Mrs. Sheehan is a true American patriot: She supports our troops because they are the victims of an unjust leadership, put in harm's way by hubris, deceit and greed.

She is a mother who just wants a simple answer.

And she is a true patriot asking for her chance to present her grievances directly to the representatives of the republic, the respect that any citizen earns by participating in American democracy.

Jonathan E. Kollin


Sheehan has used up her time in spotlight

In The Sun's editorial "Meet Mrs. Sheehan" (Aug. 10) why didn't you mention that President Bush has already met with Cindy Sheehan? Was it an oversight? Agenda-driven? Or just outright antagonism toward President Bush?

Regardless, The Sun should know as well as anyone that there is absolutely nothing to be gained by President Bush meeting with Mrs. Sheehan.

She has been co-opted by the Michael Moores and others on the left. She has had much more that her 15 minutes of fame.

I sincerely mourn her son's sacrifice. And I can imagine how he would feel were he still among us.

John Billing

Ocean Pines

Let soldier's legacy be lesson for peace

The Sun's editorial "Meet Mrs. Sheehan" (Aug. 10) makes a compelling case for President Bush to meet again with Cindy Sheehan to explain what "noble cause" her son died for in Iraq.

If Mrs. Sheehan is seeking a "noble cause" for her son's death, let me, as a mother, try humbly to provide one: Your son's life and those of more than 1,800 men and women have gained the respect and gratitude of millions of Americans.

But not for the reasons President Bush, Vice President Dick Cheney and Secretary of Defense Donald H. Rumsfeld would have you believe. Their ultimate sacrifice is a sad and costly warning that war should not be entered into unilaterally, impulsively and dishonestly.

I hope the lesson learned will cause us to be more questioning, cautious and wary of any reason for going to war.

Army Spc. Casey A. Sheehan's legacy to us will not be one of victory and glory, but the value of life and peace.

Marilyn Gabor


Pulling out of Iraq would promote peace

A suicide bomb aimed at a U.S. military convoy killed an American soldier and several Iraqis and injured scores of people ("American, 16 Iraqis killed in bombing," Aug. 10).

If no U.S. military convoy had been passing that area, those Iraqis would probably still be alive.

What is the primary motive of the insurgents?

It's to end the presence of foreign troops in Iraq.

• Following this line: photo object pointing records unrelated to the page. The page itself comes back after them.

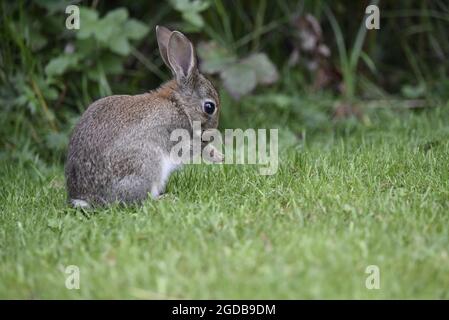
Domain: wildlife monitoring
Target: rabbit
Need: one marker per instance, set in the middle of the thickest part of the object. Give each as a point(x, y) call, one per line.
point(120, 149)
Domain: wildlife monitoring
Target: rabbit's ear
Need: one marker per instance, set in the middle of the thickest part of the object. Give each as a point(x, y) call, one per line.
point(181, 56)
point(163, 35)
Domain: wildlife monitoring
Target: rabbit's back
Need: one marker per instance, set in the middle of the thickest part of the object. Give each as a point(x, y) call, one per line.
point(120, 138)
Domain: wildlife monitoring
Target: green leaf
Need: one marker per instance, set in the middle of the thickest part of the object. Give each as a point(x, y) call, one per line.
point(111, 64)
point(194, 18)
point(56, 140)
point(60, 64)
point(88, 23)
point(214, 58)
point(239, 80)
point(134, 29)
point(117, 16)
point(119, 45)
point(266, 72)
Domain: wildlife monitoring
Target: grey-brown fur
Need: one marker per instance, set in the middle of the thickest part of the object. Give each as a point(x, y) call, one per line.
point(116, 148)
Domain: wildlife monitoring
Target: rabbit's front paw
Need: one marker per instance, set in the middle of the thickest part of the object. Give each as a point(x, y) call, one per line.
point(213, 155)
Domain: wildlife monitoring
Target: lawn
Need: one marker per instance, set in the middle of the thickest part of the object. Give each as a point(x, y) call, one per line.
point(342, 200)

Thus, contrary to what Nora Bensahel suggests in "Stopping the insurgents" (Opinion * Commentary, Aug. 9), prompt withdrawal of foreign troops would bring peace in Iraq more quickly.

Hiroshi Shimizu


A refreshing counter to anti-U.S. rhetoric

It was refreshing to see The Sun publish Thomas Sowell's rational assessment of the events surrounding the dropping of the first atomic bomb on Hiroshima ("Trashing our history on atomic anniversary," Opinion * Commentary, Aug. 11).

It is a welcome counter to those who would call for Americans to engage in self-flagellation because of some contrived guilt over using irrepressible force to end World War II as quickly as possible and thus saving thousands of American lives.

Those making calls to feelings of guilt would do well to reflect and contemplate whether they would even be here today if their father or grandfather had had to participate in a bloody invasion of Japan in late 1945 and on into 1946 and perhaps beyond.

Rather than instilling a sense of national angst, the lesson of Hiroshima and Nagasaki to us today is that America must use whatever means necessary to defeat an enemy aggressor as quickly as possible with the fewest American casualties as possible.

Anything less would be a self-inflicted sacrifice of future generations of Americans.